Pfizer Inc Announces EMA acceptance for Trumenba (Meningococcal Group B Vaccine) marketing authorization application review

Pfizer Inc announced the European Medicines Agency (EMA) has accepted the Marketing Authorization Application (MAA) for TRUMENBA® (Meningococcal Group B Vaccine) for review.

TRUMENBA has been developed for the prevention of invasive meningococcal disease (IMD) caused by Neisseria meningitidis serogroup B (MnB) in individuals aged 10 years and older. The acceptance marks the beginning of the regulatory review process for this vaccine in the EU.

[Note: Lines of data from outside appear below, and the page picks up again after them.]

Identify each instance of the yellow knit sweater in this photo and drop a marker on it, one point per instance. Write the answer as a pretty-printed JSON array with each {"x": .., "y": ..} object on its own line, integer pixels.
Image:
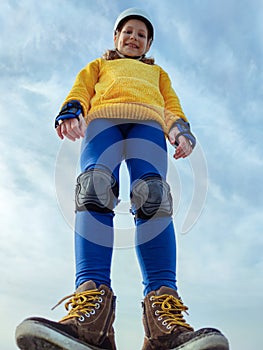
[{"x": 128, "y": 89}]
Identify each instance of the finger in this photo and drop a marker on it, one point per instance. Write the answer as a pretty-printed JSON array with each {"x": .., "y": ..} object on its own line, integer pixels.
[
  {"x": 58, "y": 130},
  {"x": 67, "y": 131}
]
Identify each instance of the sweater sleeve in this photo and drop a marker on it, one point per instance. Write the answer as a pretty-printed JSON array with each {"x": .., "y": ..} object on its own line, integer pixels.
[
  {"x": 173, "y": 109},
  {"x": 83, "y": 88}
]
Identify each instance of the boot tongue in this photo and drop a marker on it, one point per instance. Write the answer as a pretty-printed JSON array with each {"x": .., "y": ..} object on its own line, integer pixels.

The EMA’s acceptance of TRUMENBA’s Marketing Authorization Application brings us one step closer to fighting this uncommon yet life-threatening disease worldwide, by helping to protect adolescents and adults who are at risk to contract meningococcal disease caused by serogroup B,” said Kathrin Jansen, Ph.D., senior vice president and head of Vaccine Research and Development for Pfizer Inc. “At Pfizer we are committed to providing innovative vaccines that help people live the longest, healthiest lives possible.”

The MAA for TRUMENBA is based upon a clinical trial dataset of approximately 20,800 adolescents and adults aged 10 years and older, studied globally. This dataset demonstrates the consistency of vaccine-induced immune responses to diverse disease-causing MnB strains and the well-studied safety and tolerability profile.1

Vaccines are one of the greatest public health advances, demonstrating control, elimination or near-elimination of numerous infectious and vaccine-preventable diseases. Pfizer’s portfolio is built with vaccines that help protect against five of the most common serogroups causing invasive meningococcal disease (A, B, C, W and Y) – approvals varying by country – which can threaten the health of people at various points in their lives.
TRUMENBA is currently approved in the U.S.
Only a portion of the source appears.